PreWar 1930s Antique Vintage Huffman Dayton Bicycle On Ebay

https://www.ebay.com/itm/Pre-War-1930s-Antique-Vintage-Huffman-Dayton-Bicycle/163874952597?


----------



## tripple3 (Sep 27, 2019)

Not mine. Pics dragged for our archive.
*Pre War 1930s Antique Vintage Huffman Dayton Bicycle*
Condition:Used

Price: US $595.00

Best Offer:
Longtime member
No returns
6 watchers
Shipping:Free Local Pickup
Item location: Bedford, New Hampshire, United States
Ships to: Local pick-up only


----------



## mike j (Sep 27, 2019)

Looks like it's spent quite a few New England winters outside.


----------



## rusty.kirkpatrick (Sep 27, 2019)

Deja Vu.


----------



## cyclingday (Sep 27, 2019)

Cleveland Welding Company built, Firestone Fleetwood?


----------



## tripple3 (Sep 27, 2019)

cyclingday said:


> Cleveland Welding Company built, Firestone Fleetwood?

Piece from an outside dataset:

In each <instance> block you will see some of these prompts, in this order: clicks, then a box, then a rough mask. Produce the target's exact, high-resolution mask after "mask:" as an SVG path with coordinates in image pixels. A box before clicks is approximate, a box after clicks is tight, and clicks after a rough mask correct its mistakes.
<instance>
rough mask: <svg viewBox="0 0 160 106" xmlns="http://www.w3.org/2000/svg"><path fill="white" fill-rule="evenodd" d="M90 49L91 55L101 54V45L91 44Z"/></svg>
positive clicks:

Just the front sproket is CWC, Fenders; not sure, but the frame is Huffman; fork swapped.:eek:
Like Velvet deLuxe.


----------



## cyclingday (Sep 27, 2019)

Yeah,
Odd bike.


----------



## John G04 (Sep 27, 2019)

Looks pretty far gone, maybe a klunker canidate


----------



## New Mexico Brant (Sep 27, 2019)

This bike keeps showing up like a bad penny...  I can't wait until this *franken-turd* goes away for ever.  It has been posted at least once before by you Tomsjack and a second time by another member:

https://thecabe.com/forum/threads/prewar-antique-vintage-cwc-tall-tank-frame-bicycle.158616/
https://thecabe.com/forum/threads/35-huffman-mixed-bag.158519/

Please read the second link for some additional problems with the bike.


----------



## Euphman06 (Oct 2, 2019)

Isnt that an "initials" front fender? Whatever bike that you could put your initials in there.


----------